By Nathalie Bellanger, LCCP Project Officer
I’ve recently had the chance to watch a preview of Ice and the Sky, by Oscar-winning filmmaker Luc Jacquet (March of the Penguins). The film tells us the inspiring story of Claude Lorius, a glaciologist who has dedicated his life to studying the icescapes of Antarctica. [Photograph on the right: Eskwad–Wild Touch]
In Ice and the Sky, Jacquet joins Lorius as he journeys to Antarctica one final time, 60 years after first setting foot on the continent. Accompanied by some breath-taking landscape photography and a fascinating array of archival footage from his many expeditions, Lorius reflects on his life’s work – his successes, the hardships suffered during his time spent on the ice, and the key milestones of his scientific investigations through the decades, leading to clearer and clearer findings.

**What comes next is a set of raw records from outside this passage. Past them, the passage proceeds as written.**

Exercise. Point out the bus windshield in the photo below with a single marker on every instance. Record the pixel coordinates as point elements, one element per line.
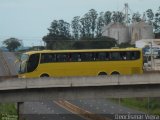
<point>29,63</point>
<point>23,63</point>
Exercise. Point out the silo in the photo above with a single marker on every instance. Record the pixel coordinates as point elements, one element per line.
<point>141,30</point>
<point>117,31</point>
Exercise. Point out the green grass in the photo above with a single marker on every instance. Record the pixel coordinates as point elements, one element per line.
<point>8,108</point>
<point>147,105</point>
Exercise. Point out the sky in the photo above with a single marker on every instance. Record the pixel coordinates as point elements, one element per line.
<point>28,20</point>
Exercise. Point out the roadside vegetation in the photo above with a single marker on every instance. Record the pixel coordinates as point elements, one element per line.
<point>8,111</point>
<point>147,105</point>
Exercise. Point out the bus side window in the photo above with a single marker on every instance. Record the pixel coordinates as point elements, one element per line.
<point>102,56</point>
<point>115,56</point>
<point>62,57</point>
<point>47,58</point>
<point>135,55</point>
<point>75,57</point>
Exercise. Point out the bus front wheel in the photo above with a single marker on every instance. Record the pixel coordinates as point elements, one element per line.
<point>115,73</point>
<point>44,75</point>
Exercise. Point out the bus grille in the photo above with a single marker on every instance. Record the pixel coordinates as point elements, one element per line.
<point>135,70</point>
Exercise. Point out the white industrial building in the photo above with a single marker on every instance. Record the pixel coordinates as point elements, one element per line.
<point>130,34</point>
<point>155,43</point>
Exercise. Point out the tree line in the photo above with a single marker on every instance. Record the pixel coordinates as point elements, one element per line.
<point>90,25</point>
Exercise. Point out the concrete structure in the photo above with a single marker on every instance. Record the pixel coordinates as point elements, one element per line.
<point>118,31</point>
<point>132,33</point>
<point>22,90</point>
<point>147,42</point>
<point>141,30</point>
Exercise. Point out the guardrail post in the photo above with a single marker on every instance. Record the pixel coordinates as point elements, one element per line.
<point>20,110</point>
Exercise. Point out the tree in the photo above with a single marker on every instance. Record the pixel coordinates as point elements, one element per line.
<point>76,27</point>
<point>107,17</point>
<point>59,30</point>
<point>12,43</point>
<point>136,17</point>
<point>118,17</point>
<point>100,24</point>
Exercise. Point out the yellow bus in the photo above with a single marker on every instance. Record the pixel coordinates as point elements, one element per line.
<point>92,62</point>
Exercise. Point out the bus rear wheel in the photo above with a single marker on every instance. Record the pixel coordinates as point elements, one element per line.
<point>115,73</point>
<point>44,75</point>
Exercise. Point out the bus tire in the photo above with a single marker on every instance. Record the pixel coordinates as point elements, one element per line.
<point>115,73</point>
<point>102,73</point>
<point>44,75</point>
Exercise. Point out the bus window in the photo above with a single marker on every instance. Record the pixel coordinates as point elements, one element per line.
<point>47,58</point>
<point>62,57</point>
<point>86,57</point>
<point>33,62</point>
<point>115,56</point>
<point>123,55</point>
<point>135,55</point>
<point>75,57</point>
<point>102,56</point>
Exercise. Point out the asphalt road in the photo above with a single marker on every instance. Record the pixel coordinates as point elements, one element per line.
<point>47,111</point>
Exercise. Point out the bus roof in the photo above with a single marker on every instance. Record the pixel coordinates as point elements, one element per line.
<point>83,50</point>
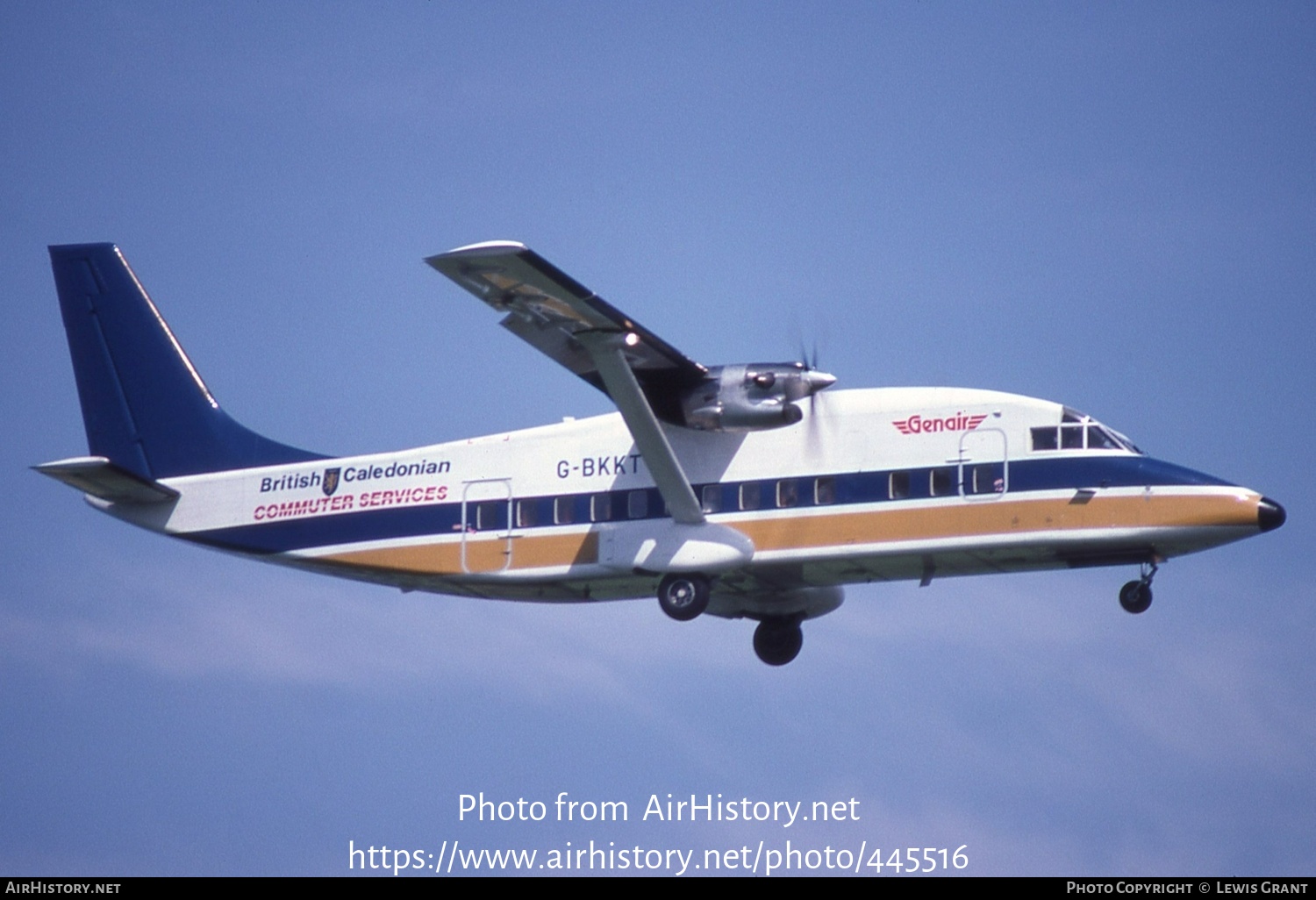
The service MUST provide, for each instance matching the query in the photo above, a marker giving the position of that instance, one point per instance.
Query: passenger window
(989, 478)
(711, 497)
(750, 496)
(562, 511)
(898, 486)
(1044, 439)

The story starts with Lorius’ first Antarctic expedition, when he falls in love with those parts of the globe that had remained unexplored until then. He thus decides to spend the rest of his life exploring the secrets of the planet’s ice layers. Lorius soon realises those layers unveil endless testimonies of our world’s history – a striking moment is when he discovers, in atmosphere trapped in ice from one of the most remote parts of the globe, traces of the World Wars’ nuclear episodes…

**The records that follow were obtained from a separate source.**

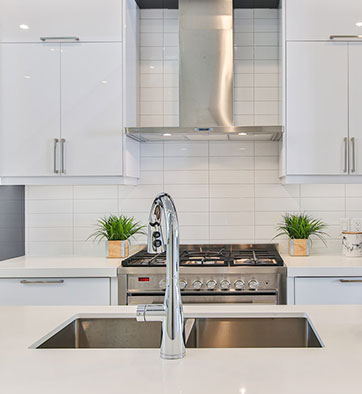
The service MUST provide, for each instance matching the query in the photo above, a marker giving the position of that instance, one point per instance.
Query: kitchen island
(333, 369)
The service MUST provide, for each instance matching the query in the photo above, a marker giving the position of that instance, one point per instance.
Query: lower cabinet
(55, 291)
(328, 290)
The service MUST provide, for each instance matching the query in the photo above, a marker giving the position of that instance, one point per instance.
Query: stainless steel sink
(106, 333)
(253, 332)
(258, 332)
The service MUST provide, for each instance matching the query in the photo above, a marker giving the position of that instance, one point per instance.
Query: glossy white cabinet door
(335, 291)
(317, 107)
(55, 291)
(91, 109)
(355, 112)
(29, 108)
(318, 19)
(90, 20)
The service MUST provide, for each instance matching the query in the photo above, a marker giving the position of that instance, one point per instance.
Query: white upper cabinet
(317, 108)
(355, 112)
(90, 20)
(29, 108)
(319, 19)
(91, 110)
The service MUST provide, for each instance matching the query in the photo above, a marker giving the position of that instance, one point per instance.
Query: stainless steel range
(208, 274)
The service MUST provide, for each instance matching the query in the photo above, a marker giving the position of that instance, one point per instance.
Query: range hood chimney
(206, 63)
(206, 68)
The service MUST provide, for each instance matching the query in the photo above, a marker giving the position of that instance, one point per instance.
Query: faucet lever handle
(150, 312)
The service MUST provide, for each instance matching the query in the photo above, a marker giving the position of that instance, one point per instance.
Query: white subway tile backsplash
(266, 163)
(50, 206)
(151, 67)
(241, 13)
(234, 190)
(231, 163)
(231, 218)
(49, 192)
(231, 148)
(186, 163)
(95, 192)
(186, 149)
(231, 177)
(103, 206)
(151, 164)
(151, 39)
(187, 191)
(232, 233)
(185, 177)
(323, 204)
(322, 190)
(277, 204)
(231, 204)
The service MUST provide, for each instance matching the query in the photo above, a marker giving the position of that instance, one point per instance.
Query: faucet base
(172, 356)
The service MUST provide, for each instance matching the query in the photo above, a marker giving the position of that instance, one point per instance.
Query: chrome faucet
(171, 312)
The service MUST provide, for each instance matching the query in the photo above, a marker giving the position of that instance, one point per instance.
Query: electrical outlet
(356, 224)
(344, 224)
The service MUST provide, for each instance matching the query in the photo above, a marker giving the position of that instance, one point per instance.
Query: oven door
(270, 298)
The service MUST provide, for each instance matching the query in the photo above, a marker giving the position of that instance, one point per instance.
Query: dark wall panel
(12, 221)
(173, 4)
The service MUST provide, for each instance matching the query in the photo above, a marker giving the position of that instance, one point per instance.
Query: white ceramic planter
(352, 244)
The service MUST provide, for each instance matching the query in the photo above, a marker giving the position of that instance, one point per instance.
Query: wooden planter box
(299, 247)
(118, 249)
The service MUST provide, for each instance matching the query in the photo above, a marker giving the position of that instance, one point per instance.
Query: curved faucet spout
(171, 312)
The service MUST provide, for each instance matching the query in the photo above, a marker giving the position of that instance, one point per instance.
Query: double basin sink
(245, 332)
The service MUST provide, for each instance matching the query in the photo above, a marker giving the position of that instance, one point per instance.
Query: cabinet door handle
(350, 280)
(42, 282)
(55, 169)
(345, 37)
(62, 146)
(345, 169)
(353, 143)
(59, 39)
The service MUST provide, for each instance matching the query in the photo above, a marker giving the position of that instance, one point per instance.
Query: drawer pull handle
(59, 39)
(350, 280)
(38, 282)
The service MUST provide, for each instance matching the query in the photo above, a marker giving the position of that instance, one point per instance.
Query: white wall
(224, 192)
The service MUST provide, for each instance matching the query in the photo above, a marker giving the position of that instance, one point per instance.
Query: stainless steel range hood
(206, 79)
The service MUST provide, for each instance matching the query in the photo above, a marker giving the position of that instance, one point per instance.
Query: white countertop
(329, 370)
(80, 266)
(67, 266)
(323, 265)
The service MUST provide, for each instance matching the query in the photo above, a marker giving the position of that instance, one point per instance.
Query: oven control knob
(225, 284)
(162, 284)
(239, 284)
(183, 284)
(211, 284)
(197, 284)
(253, 284)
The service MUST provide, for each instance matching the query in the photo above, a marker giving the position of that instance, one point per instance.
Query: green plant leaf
(117, 228)
(301, 226)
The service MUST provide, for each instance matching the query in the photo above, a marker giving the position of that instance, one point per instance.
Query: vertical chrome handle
(353, 169)
(345, 169)
(62, 145)
(55, 169)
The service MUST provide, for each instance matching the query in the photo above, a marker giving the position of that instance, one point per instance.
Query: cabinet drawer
(318, 20)
(55, 291)
(90, 20)
(332, 290)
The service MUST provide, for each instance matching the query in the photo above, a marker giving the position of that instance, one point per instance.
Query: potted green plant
(300, 228)
(117, 230)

Lorius’ ground-breaking discoveries will eventually ring one of the first alarms about the global warming crisis affecting the Earth, through exposing human activities’ devastating effect on the planet’s climate.
As a result, the film offers a powerful demonstration of the science community’s robust processes and accumulated evidence behind the causes of our current and upcoming climate disruptions. This gives a great context in which calling for action, both to mitigate and adapt to those disruptions. What becomes clear is that if human activity is part of the problem, it surely can be part of the solution.
Ice and the Sky will be in cinemas and available on demand from 11 December, and available in DVD from 8 February.